[LONDON] Britain's financial services industry regulator has fined Threadneedle Asset Management £6 million (S$12.8 million) for past control failures in its fixed income area, providing inaccurate information to the watchdog and for failing to promptly correct the inaccuracies.
The Financial Conduct Authority (FCA) said on Tuesday deficiencies on the company's emerging markets debt desk allowed a fund manager to initiate, execute and book a US$150 million trade which, had it settled, could have caused a US$110 million loss to client funds.
Threadneedle said it identified and stopped the trade and reported it to the then FSA. The employee concerned was fired, and a review of systems and processes followed.
The asset manager also said it was the intended victim of an attempted fraudulent trade involving collusion between a Threadneedle employee, an external broker and an entity regulated by the Financial Services Authority, predecessor to the FCA, in August 2011.
The regulator ordered Threadneedle to appoint an independent monitor, known as a Skilled Person, to ensure that weaknesses in its systems and controls were addressed. The subsequent overhaul concluded around July 2013.
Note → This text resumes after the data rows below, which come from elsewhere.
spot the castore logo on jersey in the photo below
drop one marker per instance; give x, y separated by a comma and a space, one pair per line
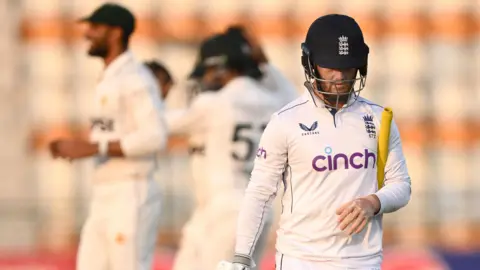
356, 160
309, 130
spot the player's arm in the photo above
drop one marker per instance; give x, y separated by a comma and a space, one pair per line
395, 194
397, 189
263, 186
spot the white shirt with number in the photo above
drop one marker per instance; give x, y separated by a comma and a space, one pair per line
282, 88
231, 121
127, 108
323, 160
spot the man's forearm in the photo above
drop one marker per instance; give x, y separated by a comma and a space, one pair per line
394, 196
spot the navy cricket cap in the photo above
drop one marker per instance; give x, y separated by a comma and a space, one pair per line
113, 15
336, 41
206, 48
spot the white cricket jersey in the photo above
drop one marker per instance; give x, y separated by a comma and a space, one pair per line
283, 90
324, 161
232, 121
127, 108
191, 122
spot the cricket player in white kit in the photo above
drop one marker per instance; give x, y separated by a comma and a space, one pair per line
323, 148
127, 132
230, 114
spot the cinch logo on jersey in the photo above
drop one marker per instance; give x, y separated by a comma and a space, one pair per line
310, 130
262, 153
355, 160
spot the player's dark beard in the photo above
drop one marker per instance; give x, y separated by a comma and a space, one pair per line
215, 84
99, 49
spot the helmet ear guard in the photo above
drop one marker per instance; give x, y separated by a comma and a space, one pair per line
307, 62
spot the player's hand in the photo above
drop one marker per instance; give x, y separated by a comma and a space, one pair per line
224, 265
72, 149
354, 216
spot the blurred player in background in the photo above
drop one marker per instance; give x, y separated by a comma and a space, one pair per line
323, 147
163, 76
127, 131
282, 88
229, 115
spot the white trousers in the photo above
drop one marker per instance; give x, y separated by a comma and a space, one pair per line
284, 262
209, 237
122, 227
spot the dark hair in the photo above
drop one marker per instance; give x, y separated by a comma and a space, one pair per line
237, 32
156, 66
125, 39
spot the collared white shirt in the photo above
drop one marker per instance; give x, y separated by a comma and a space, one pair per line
127, 108
230, 123
323, 160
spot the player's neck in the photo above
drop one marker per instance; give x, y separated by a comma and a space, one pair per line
112, 55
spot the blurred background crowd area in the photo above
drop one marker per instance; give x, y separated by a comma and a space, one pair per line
424, 63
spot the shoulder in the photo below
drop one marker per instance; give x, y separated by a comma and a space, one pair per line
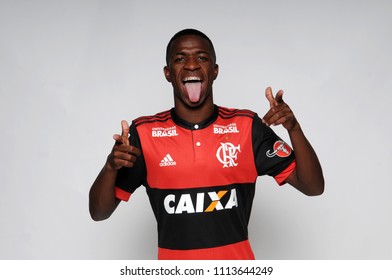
159, 117
226, 113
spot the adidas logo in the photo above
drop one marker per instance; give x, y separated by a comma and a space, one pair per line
167, 161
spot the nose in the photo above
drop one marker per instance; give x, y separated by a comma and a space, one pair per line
192, 64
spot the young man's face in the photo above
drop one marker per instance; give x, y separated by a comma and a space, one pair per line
191, 70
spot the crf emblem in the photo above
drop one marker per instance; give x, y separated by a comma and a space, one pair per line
227, 154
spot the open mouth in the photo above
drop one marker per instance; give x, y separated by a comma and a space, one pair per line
193, 88
191, 79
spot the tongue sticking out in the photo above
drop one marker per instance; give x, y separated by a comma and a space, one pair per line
194, 91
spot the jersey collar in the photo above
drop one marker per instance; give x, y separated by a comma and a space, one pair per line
192, 126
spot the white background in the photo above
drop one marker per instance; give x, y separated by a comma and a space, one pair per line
70, 71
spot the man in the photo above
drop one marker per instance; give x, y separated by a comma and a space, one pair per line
199, 162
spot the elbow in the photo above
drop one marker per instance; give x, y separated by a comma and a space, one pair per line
316, 188
97, 215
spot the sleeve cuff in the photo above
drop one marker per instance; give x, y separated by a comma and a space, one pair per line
282, 176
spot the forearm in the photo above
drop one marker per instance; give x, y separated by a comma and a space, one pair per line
309, 177
102, 199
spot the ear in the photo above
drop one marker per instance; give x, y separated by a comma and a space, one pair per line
216, 70
166, 71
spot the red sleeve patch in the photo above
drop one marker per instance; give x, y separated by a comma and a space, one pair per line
282, 176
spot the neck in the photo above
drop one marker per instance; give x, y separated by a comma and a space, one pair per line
194, 114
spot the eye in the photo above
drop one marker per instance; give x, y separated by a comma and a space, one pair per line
179, 59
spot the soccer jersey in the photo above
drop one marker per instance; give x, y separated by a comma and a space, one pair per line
200, 179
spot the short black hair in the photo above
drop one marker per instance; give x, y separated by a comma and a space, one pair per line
185, 32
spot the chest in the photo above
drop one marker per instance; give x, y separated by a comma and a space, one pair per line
217, 155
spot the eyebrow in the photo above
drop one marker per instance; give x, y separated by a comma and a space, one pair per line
199, 52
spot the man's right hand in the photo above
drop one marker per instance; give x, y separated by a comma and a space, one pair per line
123, 154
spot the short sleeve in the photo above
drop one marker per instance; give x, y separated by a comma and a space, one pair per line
129, 179
273, 156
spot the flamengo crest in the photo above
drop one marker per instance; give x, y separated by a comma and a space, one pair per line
227, 154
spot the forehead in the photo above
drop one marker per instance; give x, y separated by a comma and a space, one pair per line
189, 43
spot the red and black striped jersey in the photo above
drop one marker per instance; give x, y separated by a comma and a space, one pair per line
200, 179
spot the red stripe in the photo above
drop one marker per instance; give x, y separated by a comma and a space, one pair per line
237, 251
226, 112
282, 176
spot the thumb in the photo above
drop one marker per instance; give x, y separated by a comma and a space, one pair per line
269, 96
125, 132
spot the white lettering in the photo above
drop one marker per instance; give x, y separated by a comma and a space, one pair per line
168, 199
232, 200
185, 204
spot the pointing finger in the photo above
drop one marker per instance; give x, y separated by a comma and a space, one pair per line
125, 132
279, 96
270, 97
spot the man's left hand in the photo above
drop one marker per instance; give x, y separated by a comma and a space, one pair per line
279, 112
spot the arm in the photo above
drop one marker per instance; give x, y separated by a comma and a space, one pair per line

The FCA also found that a June 2011 assessment of Threadneedle's front office operating controls did not fairly reflect processes in place on its high yield and emerging market debt desks. Almost £2 million of the fine imposed on Tuesday related to these shortcomings. "We are confident the issues identified have been fully addressed and are pleased to move forward and continue to focus on delivering for our clients," Threadneedle said.